Non-Version Aware Recall / Restore
- Overview:
- This feature also adds the ability to scan the metadata in the object's properties to recall files based on created or modified data stamps of the files that existed on the file system at the time they were backed up.
- Limitations
- On a folder with an active archive job, recall jobs will be blocked until the archive job completes. This prevents trying to recall data that is not yet copied.
- The recall command adds to new options with the following date syntax. Use double quotes.
- NOTE: The times enter Must be in UTC time zone.
- --start-time "<date and time>" (yyyy-mm-dd HH:MM:SS e.g 2020-09-14 14:01:00)
- --end-time "<date and time>" (yyyy-mm-dd HH:MM:SS e.g 2020-09-14 14:01:00)
Use Case #3: Recall files with a specific created or modified time stamp
- This use case allows scanning the metadata that Golden Copy encodes into the properties of the objects as criteria to select data to recall the data based on the created date stamp of the files or modified time stamp.
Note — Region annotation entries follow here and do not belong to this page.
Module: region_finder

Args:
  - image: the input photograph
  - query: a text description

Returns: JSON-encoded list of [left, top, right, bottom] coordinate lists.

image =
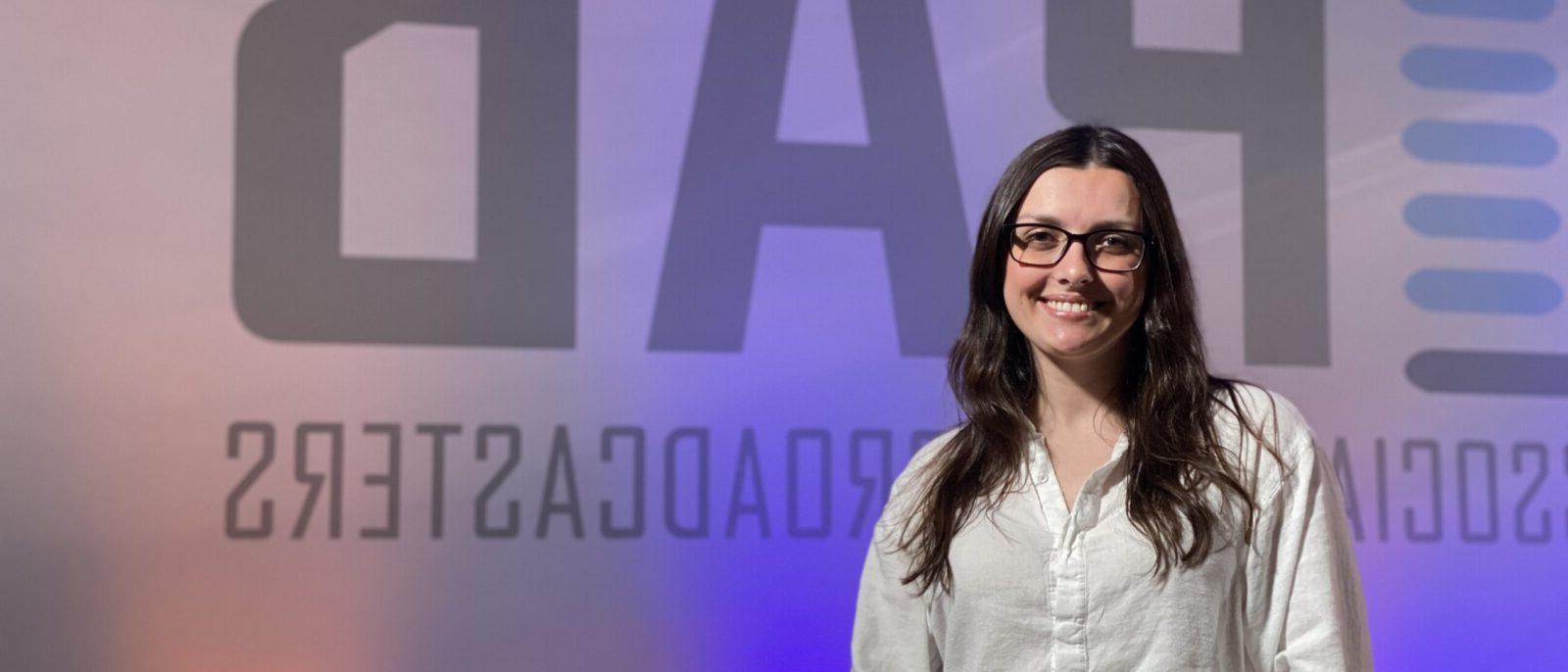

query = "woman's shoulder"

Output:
[[1213, 381, 1317, 489]]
- [--start-time STARTTIME] (yyyy-mm-dd HH:MM:SS e.g 2020-09-14 14:01:00)
- [--end-time ENDTIME] (yyyy-mm-dd HH:MM:SS e.g 2020-09-14 14:01:00)
- [--timestamps-type {modified, created}] The default is modified date stamp. The files are backed up with created and modified time stamps; this flag allows selecting which time stamp to use when evaluating the older than or newer than dates.
- Example to scan for files with a last modified date stamp between Sept 14, 2020 and Sept 30 2020 under the /ifs/xxx folder.
- searchctl archivedfolders recall --id 3fd5f459aab4f84e --subdir /ifs/xxx --start-time "2020-09-14 14:01:00" --end-time "2020-09-30 14:01:00" --apply-metadata
- Example of scanning for files with a created date stamp between Sept 14, 2020 and Sept 30 2020 under the /ifs/xxx folder.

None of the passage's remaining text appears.